Question

The Florida Tourist Commission selected a random sample of 200 people that attended one or more concerts during the first weekend in April of 2010. The survey revealed that 120 concert goers went to Orlampa Skydome and 100 went to the Bithlo Megaplax.

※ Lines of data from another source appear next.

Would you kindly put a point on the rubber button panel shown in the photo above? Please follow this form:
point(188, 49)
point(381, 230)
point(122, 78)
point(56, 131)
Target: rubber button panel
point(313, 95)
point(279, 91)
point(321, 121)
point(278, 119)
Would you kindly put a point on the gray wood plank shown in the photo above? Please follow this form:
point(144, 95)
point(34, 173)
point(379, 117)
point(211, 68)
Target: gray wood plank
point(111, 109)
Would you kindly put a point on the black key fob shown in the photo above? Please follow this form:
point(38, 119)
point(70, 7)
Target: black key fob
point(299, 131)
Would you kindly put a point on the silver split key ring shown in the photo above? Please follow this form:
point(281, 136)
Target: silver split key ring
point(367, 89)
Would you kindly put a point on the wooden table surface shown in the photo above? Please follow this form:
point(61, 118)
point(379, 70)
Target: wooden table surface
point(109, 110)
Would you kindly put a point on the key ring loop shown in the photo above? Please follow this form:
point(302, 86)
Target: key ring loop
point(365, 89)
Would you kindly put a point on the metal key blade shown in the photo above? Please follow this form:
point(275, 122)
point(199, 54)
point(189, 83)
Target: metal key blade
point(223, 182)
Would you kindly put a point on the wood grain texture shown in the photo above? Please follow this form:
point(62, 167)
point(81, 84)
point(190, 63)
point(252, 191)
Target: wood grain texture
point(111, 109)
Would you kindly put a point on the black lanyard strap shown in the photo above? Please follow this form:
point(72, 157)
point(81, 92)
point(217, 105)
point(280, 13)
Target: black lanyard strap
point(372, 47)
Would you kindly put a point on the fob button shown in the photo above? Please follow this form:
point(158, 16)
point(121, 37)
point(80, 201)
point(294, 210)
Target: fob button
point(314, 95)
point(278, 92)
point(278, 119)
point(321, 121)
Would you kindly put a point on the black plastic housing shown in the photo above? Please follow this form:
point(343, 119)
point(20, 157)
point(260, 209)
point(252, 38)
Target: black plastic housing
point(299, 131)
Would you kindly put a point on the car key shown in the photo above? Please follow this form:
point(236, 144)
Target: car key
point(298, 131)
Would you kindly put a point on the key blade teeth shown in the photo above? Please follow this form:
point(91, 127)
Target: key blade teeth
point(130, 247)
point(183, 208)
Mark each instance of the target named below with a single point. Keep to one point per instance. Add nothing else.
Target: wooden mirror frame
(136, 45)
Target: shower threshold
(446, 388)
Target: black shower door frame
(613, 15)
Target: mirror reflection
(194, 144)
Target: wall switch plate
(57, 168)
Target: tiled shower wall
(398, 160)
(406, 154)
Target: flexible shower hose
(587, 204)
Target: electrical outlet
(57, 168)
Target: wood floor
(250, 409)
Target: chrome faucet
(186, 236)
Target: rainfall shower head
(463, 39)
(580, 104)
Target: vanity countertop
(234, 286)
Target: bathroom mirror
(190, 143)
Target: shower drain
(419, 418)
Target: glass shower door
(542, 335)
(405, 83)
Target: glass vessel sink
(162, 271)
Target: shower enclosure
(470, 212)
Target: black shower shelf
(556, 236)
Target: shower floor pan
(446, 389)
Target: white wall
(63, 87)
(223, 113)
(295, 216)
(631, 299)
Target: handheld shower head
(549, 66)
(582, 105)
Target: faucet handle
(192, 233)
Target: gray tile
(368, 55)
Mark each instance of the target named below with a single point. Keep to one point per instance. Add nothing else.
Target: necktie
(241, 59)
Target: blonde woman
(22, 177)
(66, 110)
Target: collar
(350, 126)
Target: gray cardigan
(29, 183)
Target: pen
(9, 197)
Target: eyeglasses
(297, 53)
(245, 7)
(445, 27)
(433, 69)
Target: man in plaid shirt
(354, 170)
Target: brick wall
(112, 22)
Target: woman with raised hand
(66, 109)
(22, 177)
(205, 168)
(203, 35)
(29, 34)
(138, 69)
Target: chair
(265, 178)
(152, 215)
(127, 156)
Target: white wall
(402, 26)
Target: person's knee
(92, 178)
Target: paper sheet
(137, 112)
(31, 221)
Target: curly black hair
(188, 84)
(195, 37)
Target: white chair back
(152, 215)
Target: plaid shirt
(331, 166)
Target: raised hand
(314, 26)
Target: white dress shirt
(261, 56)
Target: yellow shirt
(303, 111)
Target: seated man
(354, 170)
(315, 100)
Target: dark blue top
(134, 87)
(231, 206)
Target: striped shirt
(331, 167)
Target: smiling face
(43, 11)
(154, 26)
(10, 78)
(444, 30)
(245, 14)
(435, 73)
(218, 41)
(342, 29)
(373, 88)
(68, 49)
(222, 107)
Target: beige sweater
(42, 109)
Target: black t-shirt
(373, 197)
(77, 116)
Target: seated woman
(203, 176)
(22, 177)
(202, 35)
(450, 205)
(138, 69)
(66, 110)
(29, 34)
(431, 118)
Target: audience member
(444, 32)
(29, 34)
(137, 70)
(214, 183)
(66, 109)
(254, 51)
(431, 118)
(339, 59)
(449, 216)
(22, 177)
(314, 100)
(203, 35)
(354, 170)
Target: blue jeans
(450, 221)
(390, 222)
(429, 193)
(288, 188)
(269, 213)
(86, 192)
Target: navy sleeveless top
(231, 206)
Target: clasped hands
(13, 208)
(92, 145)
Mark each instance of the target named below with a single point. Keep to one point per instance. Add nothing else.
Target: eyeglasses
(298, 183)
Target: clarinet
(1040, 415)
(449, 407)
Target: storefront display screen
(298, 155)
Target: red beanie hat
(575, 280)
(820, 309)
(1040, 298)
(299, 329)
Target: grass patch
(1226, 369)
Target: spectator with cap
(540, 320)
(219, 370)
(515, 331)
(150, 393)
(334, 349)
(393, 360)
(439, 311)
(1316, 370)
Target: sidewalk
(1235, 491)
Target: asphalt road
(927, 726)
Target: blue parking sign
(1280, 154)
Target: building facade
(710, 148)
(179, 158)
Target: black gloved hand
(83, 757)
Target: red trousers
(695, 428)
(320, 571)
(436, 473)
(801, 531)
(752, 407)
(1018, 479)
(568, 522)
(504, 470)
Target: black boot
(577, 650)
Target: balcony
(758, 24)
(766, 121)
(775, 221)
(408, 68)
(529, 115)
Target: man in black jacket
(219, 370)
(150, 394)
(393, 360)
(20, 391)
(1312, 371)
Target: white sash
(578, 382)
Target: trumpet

Calculate the probability that a selected concert goer during the same weekend next year will go to either the Orlampa Skydome OR the Bithlo Megaplax?

Answer 1

Answer:

0.8 or 80%

Step-by-step explanation:

Let A and B be the events

A: “The concert goer went to Orlampa Skydome”

B: “The concert goer went to the Bithlo Megaplax”

Then the probability P(A) that a concert goer went to Orlampa Skydome is

P(A) = 120/200 = 0.6

Similarly,

P(B) = 100/200 = 0.5

We are looking for P(A∪B), the probability that a concert goer went to Orlampa Skydome OR the Bithlo Megaplax.

We know that

P(A∪B) = P(A) + P(B) - P(A∩B)

but P(A∩B) is the likelihood that a concert goer went to Orlampa Skydome AND the Bithlo Megaplax.

Since the events are independent,  

P(A∩B) = P(A)P(B) = 0.6*0.5 = 0.3

and

P(A∪B) = 0.6 +0.5 - 0.3 = 0.8 or 80%